[NeurIPS 2023] Model-enhanced Vector Index (Paper)

Environment

[Option 1] Create conda environment:

conda env create -f environment.yml
conda activate mevi

[Option 2] Use docker:

docker pull hugozhl/nci:latest

MSMARCO Passage

Data Process

[1] Download and preprocess:

bash dataprocess/msmarco_passage/download_data.sh
python dataprocess/msmarco_passage/prepare_origin.py \
	--data_dir data/marco --origin

[2] Tokenize documents:

# tokenize for T5-ANCE and AR2

# T5-ANCE
python dataprocess/msmarco_passage/prepare_passage_tokenized.py \
	--output_dir data/marco/ance \
	--document_path data/marco/raw/corpus.tsv \
	--dataset marco --model ance
rm data/marco/ance/all_document_indices_*.pkl
rm data/marco/ance/all_document_tokens_*.bin
rm data/marco/ance/all_document_masks_*.bin

# AR2
python dataprocess/msmarco_passage/prepare_passage_tokenized.py \
	--output_dir data/marco/ar2 \
	--document_path data/marco/raw/corpus.tsv \
	--dataset marco --model ar2
rm data/marco/ar2/all_document_indices_*.pkl
rm data/marco/ar2/all_document_tokens_*.bin
rm data/marco/ar2/all_document_masks_*.bin

[3] Query generation for augmentation:

We used the docT5query checkpoint as in NCI. The QG data is only for training.
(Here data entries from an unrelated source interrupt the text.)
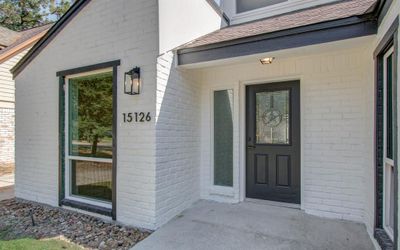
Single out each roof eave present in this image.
[177,13,378,65]
[11,0,90,78]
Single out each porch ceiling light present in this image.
[124,67,141,95]
[260,57,275,65]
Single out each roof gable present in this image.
[11,0,91,78]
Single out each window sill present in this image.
[61,199,112,217]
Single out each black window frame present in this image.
[56,60,121,220]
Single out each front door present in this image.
[246,81,300,204]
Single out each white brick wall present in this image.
[0,48,30,108]
[16,0,158,228]
[0,108,15,168]
[201,38,374,226]
[156,52,200,226]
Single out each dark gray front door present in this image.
[246,81,300,204]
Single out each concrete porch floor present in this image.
[133,201,375,250]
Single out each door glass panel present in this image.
[256,90,290,145]
[71,160,112,201]
[214,89,233,187]
[69,72,113,158]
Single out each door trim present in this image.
[239,74,304,207]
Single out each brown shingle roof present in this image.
[178,0,377,49]
[0,26,19,47]
[0,24,52,56]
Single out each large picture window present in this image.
[65,70,113,206]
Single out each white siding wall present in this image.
[220,0,338,24]
[156,52,201,226]
[197,40,374,226]
[16,0,158,229]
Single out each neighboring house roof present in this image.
[11,0,91,77]
[11,0,391,77]
[0,26,19,48]
[176,0,384,65]
[0,24,52,63]
[178,0,377,49]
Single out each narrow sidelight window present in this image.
[213,89,233,187]
[66,71,113,206]
[383,49,395,240]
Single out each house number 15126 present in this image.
[122,112,151,123]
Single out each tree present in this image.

Please download the finetuned docT5query ckpt to data/marco/ckpts/doc2query-t5-base-msmarco

# MUST download the finetuned docT5query ckpt before running the scripts
python dataprocess/msmarco_passage/doc2query.py --data_dir data/marco
# if the qg data has bad quality, e.g. empty query or many duplicate queries, add another script below
python dataprocess/msmarco_passage/complement_qg10.py --data_dir data/marco # Optional

[4] Generate document embeddings and construct RQ

For T5-ANCE, please download T5-ANCE checkpoint to data/marco/ckpts/t5-ance.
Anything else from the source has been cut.